Custom Relationships#

This example demonstrates how to define many-to-many relationships between agents using the @relationship decorator. Relationships are essential for modeling network effects, supply chains, and multi-agent interactions.

You’ll learn to:

  • Understand relationship concepts and COO sparse format

  • Define relationships with the @relationship decorator

  • Store edge-specific data (amount, rate, duration)

  • Query and aggregate relationship data

  • Add and remove edges (connections)

What are Relationships?#

In BAM Engine’s ECS architecture:

  • Roles hold agent state (like Producer, Worker)

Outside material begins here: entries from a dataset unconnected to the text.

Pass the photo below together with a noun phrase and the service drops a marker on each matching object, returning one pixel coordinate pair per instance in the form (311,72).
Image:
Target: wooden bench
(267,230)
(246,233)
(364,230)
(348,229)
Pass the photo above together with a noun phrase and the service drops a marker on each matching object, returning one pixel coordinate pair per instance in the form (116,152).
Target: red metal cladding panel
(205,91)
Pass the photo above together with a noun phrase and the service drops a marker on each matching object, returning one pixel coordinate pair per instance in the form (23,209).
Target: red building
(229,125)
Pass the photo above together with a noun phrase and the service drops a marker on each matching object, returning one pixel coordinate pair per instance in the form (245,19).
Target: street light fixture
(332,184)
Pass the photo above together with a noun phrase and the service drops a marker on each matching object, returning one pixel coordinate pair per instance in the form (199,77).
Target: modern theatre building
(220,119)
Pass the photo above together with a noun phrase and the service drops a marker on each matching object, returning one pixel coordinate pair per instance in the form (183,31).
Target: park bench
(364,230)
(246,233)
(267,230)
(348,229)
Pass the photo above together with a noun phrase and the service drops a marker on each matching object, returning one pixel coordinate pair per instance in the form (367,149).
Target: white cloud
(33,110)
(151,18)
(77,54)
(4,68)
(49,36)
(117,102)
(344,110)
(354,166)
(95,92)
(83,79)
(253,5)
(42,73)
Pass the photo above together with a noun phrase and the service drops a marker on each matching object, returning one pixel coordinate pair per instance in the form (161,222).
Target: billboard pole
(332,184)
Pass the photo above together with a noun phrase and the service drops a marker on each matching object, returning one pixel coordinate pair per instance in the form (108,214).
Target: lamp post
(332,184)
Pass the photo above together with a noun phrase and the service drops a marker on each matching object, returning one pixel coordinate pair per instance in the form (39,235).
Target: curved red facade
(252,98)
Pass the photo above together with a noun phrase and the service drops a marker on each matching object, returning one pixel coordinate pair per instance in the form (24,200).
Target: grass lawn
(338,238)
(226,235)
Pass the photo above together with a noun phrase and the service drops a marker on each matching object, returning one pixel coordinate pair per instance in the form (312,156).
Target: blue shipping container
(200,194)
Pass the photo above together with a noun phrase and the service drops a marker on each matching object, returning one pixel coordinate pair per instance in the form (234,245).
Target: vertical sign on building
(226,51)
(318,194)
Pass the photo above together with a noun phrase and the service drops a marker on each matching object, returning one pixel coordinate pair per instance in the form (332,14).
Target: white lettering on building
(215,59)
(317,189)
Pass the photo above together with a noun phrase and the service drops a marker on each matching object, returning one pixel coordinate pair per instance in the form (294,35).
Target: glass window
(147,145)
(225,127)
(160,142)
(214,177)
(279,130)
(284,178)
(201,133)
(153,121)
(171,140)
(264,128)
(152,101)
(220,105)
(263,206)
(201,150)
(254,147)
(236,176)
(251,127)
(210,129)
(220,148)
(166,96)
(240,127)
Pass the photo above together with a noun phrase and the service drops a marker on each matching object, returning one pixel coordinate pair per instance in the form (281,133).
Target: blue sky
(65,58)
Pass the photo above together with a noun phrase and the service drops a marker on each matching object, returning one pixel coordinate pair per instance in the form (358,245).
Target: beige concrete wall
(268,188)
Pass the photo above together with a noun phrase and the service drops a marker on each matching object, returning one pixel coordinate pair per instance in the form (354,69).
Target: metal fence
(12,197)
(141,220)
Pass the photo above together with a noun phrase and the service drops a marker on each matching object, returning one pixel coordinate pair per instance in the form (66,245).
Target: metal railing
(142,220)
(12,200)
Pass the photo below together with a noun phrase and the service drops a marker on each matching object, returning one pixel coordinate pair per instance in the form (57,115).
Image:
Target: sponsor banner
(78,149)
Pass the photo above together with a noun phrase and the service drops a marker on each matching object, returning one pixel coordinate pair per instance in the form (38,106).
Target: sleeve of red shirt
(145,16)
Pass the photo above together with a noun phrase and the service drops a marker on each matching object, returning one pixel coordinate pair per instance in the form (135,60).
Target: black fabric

  • Relationships connect agents from different roles

  • Relationships store edge data for each connection

For example, the built-in LoanBook connects Borrowers (firms) to Lenders (banks), with each loan having principal, rate, and debt.

import numpy as np

import bamengine as bam
from bamengine import Bool, Float, Int, get_role, ops, relationship

# Check the built-in LoanBook relationship
sim = bam.Simulation.init(n_firms=50, n_households=250, n_banks=5, seed=42)
loans = sim.get_relationship("LoanBook")

print("Built-in LoanBook relationship:")
print(f"  Type: {type(loans).__name__}")
print("  Source role: Borrower (firms)")
print("  Target role: Lender (banks)")
print(f"  Cardinality: {loans.cardinality}")
print(f"  Current edges: {loans.size}")
print(f"  Capacity: {loans.capacity}")
Built-in LoanBook relationship:
  Type: LoanBook
  Source role: Borrower (firms)
  Target role: Lender (banks)
  Cardinality: many-to-many
  Current edges: 0
  Capacity: 128

COO Sparse Format#

Relationships use COO (Coordinate List) sparse format:

  • source_ids: Array of source agent IDs

  • target_ids: Array of target agent IDs

  • Edge data arrays (e.g., principal, rate)

  • Only first size entries are valid

This is memory-efficient: O(active_edges) vs O(n_source × n_target).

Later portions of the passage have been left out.